Pada titik ekstrem, ada juga yang unjuk kebolehan, mulai dari bisa "melihat" sosok astral, sampai adu kekuatan dengan mereka. Sungguh disayangkan, karena energi sebesar itu tak digunakan secara bijak.

Meski bukan seorang anak indigo, saya sendiri pernah merasakan secara tidak sengaja, pengalaman "melihat" atau merasakan kehadiran sosok astral. Biasanya, mereka sebatas uluk salam, atau memberi "kode" soal hal-hal penting, misalnya kapan waktu saya paling lambat harus lepas dari urusan pekerjaan di kantor.

Sederhananya, jika meminjam tulisan di jalanan kampung, mereka mengatakan, "Anda sopan kami segan". Sederhana, tegas, dan bisa langsung dimengerti. Inilah yang membuat saya bisa tertib dan menjalani rutinitas secara teratur, terutama sebelum Corona menyerang.

Hal ini belakangan justru saya alami, sejak tinggal dan bekerja di Jakarta. Mungkin terdengar seperti takhayul, tapi karena sebelumnya pernah tinggal di Yogyakarta, ini bukan hal asing. Satu-satunya yang membuat saya kaget adalah, kota semodern Jakarta ternyata masih punya ikatan dengan hal begini.

Jujur, setiap kali mengalaminya, momen ini kaya rasa, persis seperti gado-gado. Rasanya lengkap; mengagetkan, membingungkan, kadang menakutkan, tapi yang pasti cukup melelahkan. Entah kenapa, momen ini selalu bisa menguras banyak tenaga.

Bagi saya yang secara level tenaga dan kondisi fisik berada jauh di bawah orang normal, berdoa otomatis menjadi satu pegangan yang tak boleh lepas. Cara lainnya, saya menghindari menonton. tayangan berbau metafisika atau sejenisnya, terutama yang ujungnya hanya unjuk kebolehan, "menantang", atau pamer kemampuan.

Tapi, "tabu" ini belakangan saya langgar, setelah saya bersua channel YouTube "Kisah Tanah Jawa", baik dalam bentuk video, maupun postingan cerita narasi di fanpage media sosial mereka. Memang, kadang ada gambar lukisan sosok metafisik yang "tidak biasa", tapi itu bukan masalah serius.

Bukan karena saya berani, tapi karena saya melihat, "kemampuan khusus" yang dimiliki salah satu pengisi acaranya, memang "digunakan" sebagaimana mestinya. Dalam hal ini, salah satu "kemampuan khusus" yang dimaksud adalah kemampuan retrokognisi, atau kemampuan melihat kejadian di masa lalu di suatu tempat, dan memproyeksikannya ke dalam pikiran, sebelum diceritakan kembali lewat cerita lisan, tulisan atau gambar.
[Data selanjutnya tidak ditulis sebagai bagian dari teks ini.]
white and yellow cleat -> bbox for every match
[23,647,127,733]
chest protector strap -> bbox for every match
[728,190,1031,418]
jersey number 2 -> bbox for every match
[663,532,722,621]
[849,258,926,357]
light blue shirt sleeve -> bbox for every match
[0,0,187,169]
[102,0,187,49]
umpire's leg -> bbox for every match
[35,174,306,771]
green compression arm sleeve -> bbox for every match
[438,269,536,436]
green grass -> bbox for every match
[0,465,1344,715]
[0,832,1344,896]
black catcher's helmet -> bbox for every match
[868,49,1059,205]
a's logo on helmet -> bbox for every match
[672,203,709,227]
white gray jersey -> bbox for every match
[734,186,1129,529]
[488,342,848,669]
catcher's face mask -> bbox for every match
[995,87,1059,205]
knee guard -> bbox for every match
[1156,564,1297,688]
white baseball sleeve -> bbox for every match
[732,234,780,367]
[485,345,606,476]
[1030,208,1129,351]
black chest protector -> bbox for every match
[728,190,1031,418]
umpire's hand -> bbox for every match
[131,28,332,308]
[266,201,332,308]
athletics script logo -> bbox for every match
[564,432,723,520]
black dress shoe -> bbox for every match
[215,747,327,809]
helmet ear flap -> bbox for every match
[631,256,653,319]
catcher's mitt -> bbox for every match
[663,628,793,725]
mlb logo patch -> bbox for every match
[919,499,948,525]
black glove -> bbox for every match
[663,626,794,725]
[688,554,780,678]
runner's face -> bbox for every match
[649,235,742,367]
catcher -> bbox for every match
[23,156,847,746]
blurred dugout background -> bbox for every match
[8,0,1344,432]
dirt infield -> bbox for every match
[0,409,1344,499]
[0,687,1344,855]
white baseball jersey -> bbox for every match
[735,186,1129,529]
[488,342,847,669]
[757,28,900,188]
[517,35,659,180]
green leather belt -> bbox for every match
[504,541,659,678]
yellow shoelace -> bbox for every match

Jika mengacu pada fenomena yang terjadi belakangan ini, penggunaan kemampuan retrokognisi di sini terjadi pada saat yang tepat, khususnya dalam konteks keseharian di negara kita. Seperti diketahui, hoaks soal sejarah belakangan menjadi satu perkara pelik sekaligus ironis.

Disebut pelik, karena subjektivitas dan kepentingan pihak tertentu makin berani mencemari kebenaran murni sebuah fakta. Celakanya, belum banyak yang bisa dilakukan untuk segera memperbaiki ini.

Disebut ironis, karena ini terjadi di bangsa yang kaya dalam kepelbagaian. Alih-alih digunakan sebagai salah satu sarana pembangunan atau penguatan karakter, sejarah justru dijadikan alat "pembunuhan karakter" secara sistematis oleh pihak tertentu, dalam hal ini para pembuat hoaks soal sejarah.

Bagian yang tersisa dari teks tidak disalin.